Director Lee has always been known for his edgy portrayals of urban life and with his latest film, She Hates Me, takes a subtle shot at the Bush administration. In the first moments of the film, Lee places Bush’s photo on a three-dollar bill also adorned with the Enron logo. But She Hates Me caused little-to-no stir and fizzled at the box office this past summer. The political message Lee was hoping to convey was lost as another filmmaker’s documentary skyrocketed, becoming a surprise blockbuster. That film was Fahrenheit 9/11.

Fahrenheit 9/11’s main purpose wasn’t to make the American public aware of the hypocrisy occurring at the federal level, but to incite audiences to vote again. No matter what side of the political fence you’re on, Fahrenheit 9/11 forced some kind of reaction, whether it swayed undecided voters or reaffirmed liberals. The film proved that movies could be both lucrative and effective ways of campaigning; Fahrenheit 9/11 has already grossed more than $118 million domestically. Michael Moore is putting more wood to the frame by pushing to have Fahrenheit 9/11 re-released with added footage just in time for the election.

Lee is concerned that Moore has been threatened, and judging by the new entourage of guards that follow the filmmaker, his fear isn’t without basis. “Michael Moore would not need armed guards around him 24 hours a day if that film had no impact,” Lee told, who spoke to Moore. “He’s not happy about it, with his life being threatened. I wouldn’t be happy either.”

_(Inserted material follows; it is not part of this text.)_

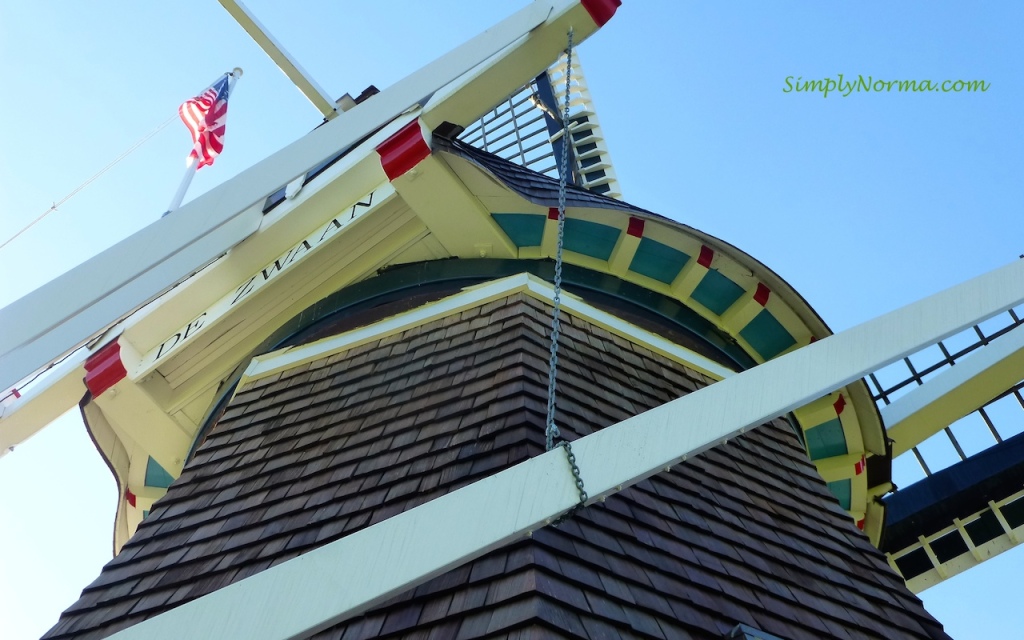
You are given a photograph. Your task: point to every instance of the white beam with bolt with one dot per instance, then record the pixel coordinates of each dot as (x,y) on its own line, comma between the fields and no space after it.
(66,312)
(955,392)
(348,577)
(313,92)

Voicing his discontent for Bush and his administration is Sean Penn, who’s no stranger to political outbursts. Penn’s forthcoming film, The Assassination of Richard Nixon shows the extent one man will go to appease his discontent. In the movie, Sam Bricke (Penn) is sick and tired of the way things are going and decides that he is going to kill President Nixon. Sound a bit far-fetched? It’s based on true events — though the assassination never took place. The film hits multiplexes December 29, in time for Oscar consideration but a bit late for the impending election. Penn parallels the film with the frustration this government has caused the American people.

“I think that administrations have to look at how they oppress their own people and people in other countries and understand that if they take people’s hopes and dreams away, bad things can happen,” Penn told Reuters.

What started with Fahrenheit 9/11 has led to September Tapes, and the message is clear: Hollywood is taking a stance this election. September Tapes won’t have the effect that Moore’s film had and most likely none of the films will alter the election’s outcome, but it’s nice to see movies with a clear, smart argument pertaining to issues that concern the American public.